Weather-wise, Hamlin picked a doozy of a day to make his appearance. Buffalo is one of those teams based in America’s “Northcoast”—think Cleveland, Green Bay, Chicago, Minneapolis—who love nothing more than mucking around in the snow. And while Cincinnati isn’t exactly Miami or Los Angeles, it is a southern Ohio border town and is practically in Kentucky. No, chalk up weather conditions as another of Buffalo’s supposed allies on this day.
And it snowed, alright. The City of Buffalo had survived a blizzard in December, but its beloved Bills couldn’t survive the blizzard of passes and touchdowns poured down on them by the Bengals. At the end of the game, it wasn’t the Bills making snow angels on the field but the Bengal’s defense after intercepting a pass thrown by Bills quarterback Josh Allen.
The Bengals won 27-10, which was not how the football gods were supposed to operate on this day. This was not what destiny had seemed to be offering a Buffalo team that, prior to Sunday, were 13-1 at home in the playoffs—the greatest home winning percentage in NFL history—and were favored by 7 ½ points over Cincinnati.
After the game, Bengals coach Zak Taylor fielded numerous questions that certainly seemed to probe around the edges of what it felt like to come in as an underdog and beat the odds against Buffalo. Taylor saw right through the carefully worded questions and addressed the underdog narrative head on.
“Everybody wants to create a narrative we lack confidence. We’re very confident,” said Taylor. “It doesn’t matter what anybody thinks about us. We don’t care who’s favored, who’s not. We’re built for this. We have leadership at every position.”
And how did Taylor want his troops to view their task of beating the Bills and their 13-1 home playoff record?
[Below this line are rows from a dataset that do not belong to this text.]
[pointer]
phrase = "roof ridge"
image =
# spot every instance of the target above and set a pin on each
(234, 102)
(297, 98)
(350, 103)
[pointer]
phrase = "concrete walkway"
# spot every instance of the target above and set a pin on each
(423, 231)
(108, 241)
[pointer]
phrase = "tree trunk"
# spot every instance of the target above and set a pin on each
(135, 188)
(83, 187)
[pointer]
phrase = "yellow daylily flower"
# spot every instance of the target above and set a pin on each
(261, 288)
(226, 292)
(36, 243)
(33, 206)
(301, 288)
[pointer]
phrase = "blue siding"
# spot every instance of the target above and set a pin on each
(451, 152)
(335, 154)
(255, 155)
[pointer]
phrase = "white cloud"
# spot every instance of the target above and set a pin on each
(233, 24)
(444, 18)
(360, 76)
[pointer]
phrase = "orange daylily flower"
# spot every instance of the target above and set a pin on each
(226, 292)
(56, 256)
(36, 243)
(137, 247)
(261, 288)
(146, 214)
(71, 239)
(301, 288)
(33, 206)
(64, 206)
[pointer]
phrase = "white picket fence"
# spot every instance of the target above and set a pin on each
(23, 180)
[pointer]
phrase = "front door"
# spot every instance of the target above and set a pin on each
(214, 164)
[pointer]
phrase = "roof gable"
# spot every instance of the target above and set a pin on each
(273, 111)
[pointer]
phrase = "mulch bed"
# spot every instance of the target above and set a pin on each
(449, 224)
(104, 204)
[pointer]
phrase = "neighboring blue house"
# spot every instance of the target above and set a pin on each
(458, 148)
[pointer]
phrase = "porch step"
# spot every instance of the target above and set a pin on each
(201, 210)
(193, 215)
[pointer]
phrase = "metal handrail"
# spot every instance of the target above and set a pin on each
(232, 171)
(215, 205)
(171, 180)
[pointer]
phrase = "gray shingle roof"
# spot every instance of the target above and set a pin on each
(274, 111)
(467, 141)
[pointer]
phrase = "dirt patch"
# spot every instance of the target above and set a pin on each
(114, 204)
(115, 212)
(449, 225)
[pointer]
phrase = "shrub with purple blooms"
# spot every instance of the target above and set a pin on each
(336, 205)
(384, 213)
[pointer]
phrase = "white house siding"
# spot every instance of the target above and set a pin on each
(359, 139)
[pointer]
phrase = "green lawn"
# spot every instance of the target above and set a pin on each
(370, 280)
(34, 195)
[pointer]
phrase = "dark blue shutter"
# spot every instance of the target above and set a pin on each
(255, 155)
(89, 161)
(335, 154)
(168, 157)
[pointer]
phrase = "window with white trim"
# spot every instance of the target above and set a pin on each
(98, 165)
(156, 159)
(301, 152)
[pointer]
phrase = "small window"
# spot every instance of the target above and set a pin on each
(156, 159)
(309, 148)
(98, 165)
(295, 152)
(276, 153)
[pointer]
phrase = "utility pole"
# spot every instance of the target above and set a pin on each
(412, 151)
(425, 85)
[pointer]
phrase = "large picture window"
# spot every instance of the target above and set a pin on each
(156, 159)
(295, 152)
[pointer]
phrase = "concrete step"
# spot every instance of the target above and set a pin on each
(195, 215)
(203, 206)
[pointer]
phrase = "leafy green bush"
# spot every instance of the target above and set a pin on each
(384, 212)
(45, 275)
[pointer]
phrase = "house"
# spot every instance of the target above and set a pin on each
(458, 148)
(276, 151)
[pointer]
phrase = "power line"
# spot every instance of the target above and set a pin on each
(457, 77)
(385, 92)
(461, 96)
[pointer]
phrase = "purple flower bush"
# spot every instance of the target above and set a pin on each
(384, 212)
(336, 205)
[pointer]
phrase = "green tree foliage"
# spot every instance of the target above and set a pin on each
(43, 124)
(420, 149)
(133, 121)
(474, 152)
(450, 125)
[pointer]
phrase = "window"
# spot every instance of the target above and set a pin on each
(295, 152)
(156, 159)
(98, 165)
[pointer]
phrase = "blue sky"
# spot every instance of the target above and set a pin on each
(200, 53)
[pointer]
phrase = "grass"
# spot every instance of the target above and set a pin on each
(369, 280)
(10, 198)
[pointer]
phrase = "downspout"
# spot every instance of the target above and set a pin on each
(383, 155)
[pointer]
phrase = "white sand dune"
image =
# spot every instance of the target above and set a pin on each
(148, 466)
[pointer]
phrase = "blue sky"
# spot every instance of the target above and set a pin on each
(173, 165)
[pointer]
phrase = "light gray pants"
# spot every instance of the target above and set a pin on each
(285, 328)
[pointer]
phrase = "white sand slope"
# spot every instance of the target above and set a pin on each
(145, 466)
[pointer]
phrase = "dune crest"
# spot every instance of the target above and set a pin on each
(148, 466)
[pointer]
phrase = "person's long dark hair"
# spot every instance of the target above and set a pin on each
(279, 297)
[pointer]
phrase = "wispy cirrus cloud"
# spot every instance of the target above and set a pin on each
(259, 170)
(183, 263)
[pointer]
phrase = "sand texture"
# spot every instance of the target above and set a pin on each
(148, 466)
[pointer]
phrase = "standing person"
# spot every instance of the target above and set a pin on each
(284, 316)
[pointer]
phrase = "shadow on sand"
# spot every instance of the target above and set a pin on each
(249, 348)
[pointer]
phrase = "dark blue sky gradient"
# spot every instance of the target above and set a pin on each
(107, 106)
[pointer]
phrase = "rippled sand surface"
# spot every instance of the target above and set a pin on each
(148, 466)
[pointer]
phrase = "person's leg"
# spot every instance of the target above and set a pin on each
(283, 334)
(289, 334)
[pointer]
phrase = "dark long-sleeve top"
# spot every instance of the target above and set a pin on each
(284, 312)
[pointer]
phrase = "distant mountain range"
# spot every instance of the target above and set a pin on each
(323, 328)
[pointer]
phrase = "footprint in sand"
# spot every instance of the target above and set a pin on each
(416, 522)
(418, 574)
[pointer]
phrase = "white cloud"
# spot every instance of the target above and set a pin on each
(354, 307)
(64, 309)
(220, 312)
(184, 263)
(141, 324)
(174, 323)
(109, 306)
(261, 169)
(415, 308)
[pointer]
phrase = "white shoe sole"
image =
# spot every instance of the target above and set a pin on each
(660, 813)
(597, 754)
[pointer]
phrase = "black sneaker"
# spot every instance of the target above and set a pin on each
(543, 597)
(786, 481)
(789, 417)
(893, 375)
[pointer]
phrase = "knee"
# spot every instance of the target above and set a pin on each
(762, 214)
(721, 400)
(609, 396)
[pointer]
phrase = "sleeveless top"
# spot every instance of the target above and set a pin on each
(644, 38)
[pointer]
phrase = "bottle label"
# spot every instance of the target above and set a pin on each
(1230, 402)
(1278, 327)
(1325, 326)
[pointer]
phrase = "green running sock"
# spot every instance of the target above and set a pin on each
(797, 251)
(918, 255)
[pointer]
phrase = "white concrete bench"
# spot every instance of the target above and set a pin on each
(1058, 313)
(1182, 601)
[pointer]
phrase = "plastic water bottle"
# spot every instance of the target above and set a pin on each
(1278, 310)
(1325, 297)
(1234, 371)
Some might have sought to ignore the statistic altogether, but Taylor decided to draw his team’s attention to it. “I wanted to show that number to the team because I knew what it would do to them,” he explained. “It wouldn’t put fear into them that we were walking into that environment that people don’t win in. It would be the opposite… We had to beat them one time in a row.”
One time in a row.
The Bengals looked at that statistic of 13-1 and focused not on the 13 but on the one, as in the one game they had to find a way to beat their so-called destiny. And so they did what the smart money thought they most likely would not do: they ran in the snow and passed in the snow and tackled in the snow until, with all of the Northcoast and much of the world rooting against them, they read their lines from a different script than the rest of us and won.
Destiny, it would seem, is far more amenable to our input than is usually thought, and how we react to the narrative into which we have been written is ours to choose. Buffalo might bounce back next year and make another run that brings glory and restores honor to its fans. Let’s hope so!
But if this happens it will likely be because they’ve mastered the one challenge that matters most: the one in front of them at that moment.